Newb DIY'er -basement drop ceiling question
We're finishing three rooms in our basement. A lil background on the project so far: I painted the foundation walls with Dryloc, per county code. My great-with-carpentry father in law and I framed the foundation walls (interior walls were already framed), and I soffitted the HVAC vents. County has inspected the job so far. I've installed foundation wall / between studs insulation, per county code. Luckily this basement is super 'dry'.
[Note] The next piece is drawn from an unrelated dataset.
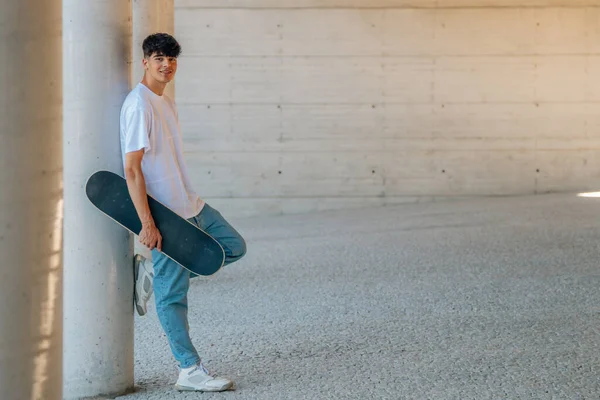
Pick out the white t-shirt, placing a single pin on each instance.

After drywall, I'm planning to install an Armstrong suspended ceiling. Way too much utility stuff in the 'ceiling' of the basement. The elbows of a couple original 45 year old copper water pipes leaked recently. A mess on the basement floor- but luckily it's just slab/concrete floor at this point. Had just those sections of pipe replaced with PVC. So I could see it happening again in other parts of the water pipes and making a mess of a drywall ceiling. Luckily my drop ceiling will hang just above the all-hallowed 7 foot mark floor-to-ceiling.
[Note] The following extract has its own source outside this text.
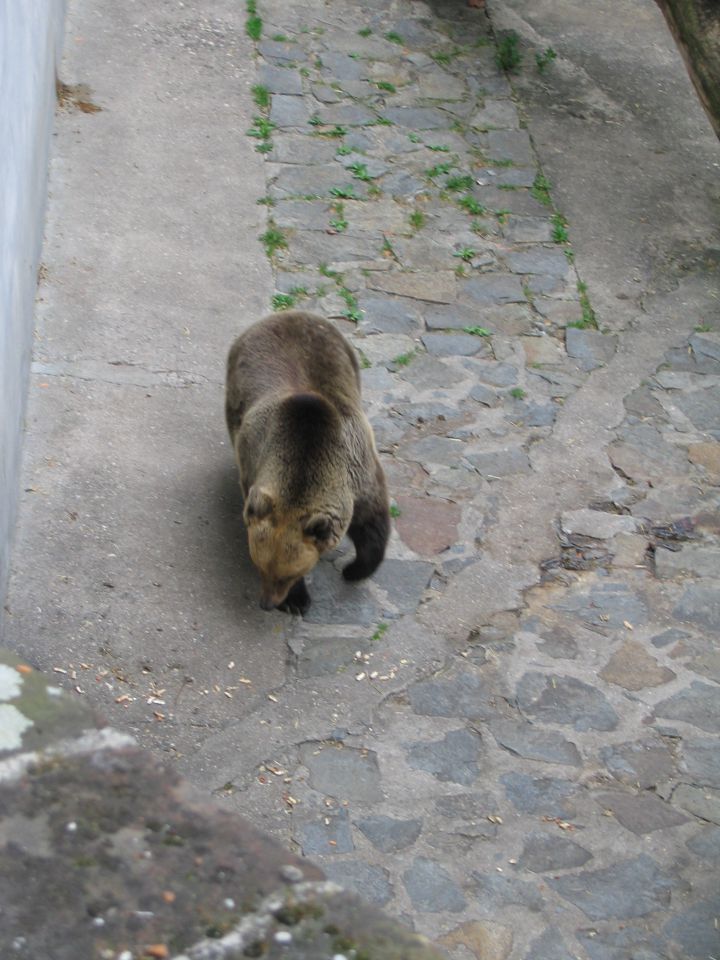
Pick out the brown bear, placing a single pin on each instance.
(309, 469)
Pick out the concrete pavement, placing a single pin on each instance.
(508, 736)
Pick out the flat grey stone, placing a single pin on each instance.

So a statement then a question: a Stanley DIY basement book I have says the wall rail (perimeter hang rail for a suspended ceiling) on which the runners and side runners rest "can be drilled or nailed to the studs". Which I think would mean that the rails come pre-drilled for 15 1/2" on-center. But some of my studs don't fall at 15 1/2 ... due to window wells, water shutoff and other stuff on the walls that caused studs to space closer than 15.
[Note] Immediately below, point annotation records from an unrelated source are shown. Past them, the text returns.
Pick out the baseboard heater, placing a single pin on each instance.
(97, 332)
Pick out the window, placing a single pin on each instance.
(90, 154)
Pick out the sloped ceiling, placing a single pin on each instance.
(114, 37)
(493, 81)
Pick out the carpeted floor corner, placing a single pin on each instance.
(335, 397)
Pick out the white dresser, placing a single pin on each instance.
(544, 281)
So question is: can I drill holes in the wall rail anywhere I want- in order to screw it into the wall studs where they fall? I checked the FAQ section on Armstrong's site and didn't see this question answered. I think drilling aluminum rails is possible, but I just don't want to pinch the rails or mess them up while drilling my own holes. Is there a special drill bit I'd need? I have bits that can drill metals, but aluminum might require a light-action bit?
Just wondering how 'flexible' the rail kits are - as I will need to install wall / ceiling rails slightly off center.
While I'm at it- is it good to rent a laser level to set a good chalk line all the way around the room? One of our rooms is 12 by 24 feet. Decent sized. Wondering if leveling is an issue with that sized (and shaped) room.
Thanks for your thoughts. Mike in NC
The l shaped wall sections are not pre drilled---they are so thin that drilling the holes your self can be done easily using a sharp drill bit----I use a small crown staple gun and that punches right through it---
If the floors above are reasonably level--you could simply measure down from a floor joist to get the elevation---
a laser level is handy---but often takes more time to set up than it saves if you aren't used to them---
I use a water level on occasion---
I use a punch like this one. Easer then a a drill and does not leave a burr.
Going to need one any way to bunch holes for the wires.
A self leveling lazer level would make things a whole lot faster and easyer.
Should be able to do a whole room in about 1/2 hour.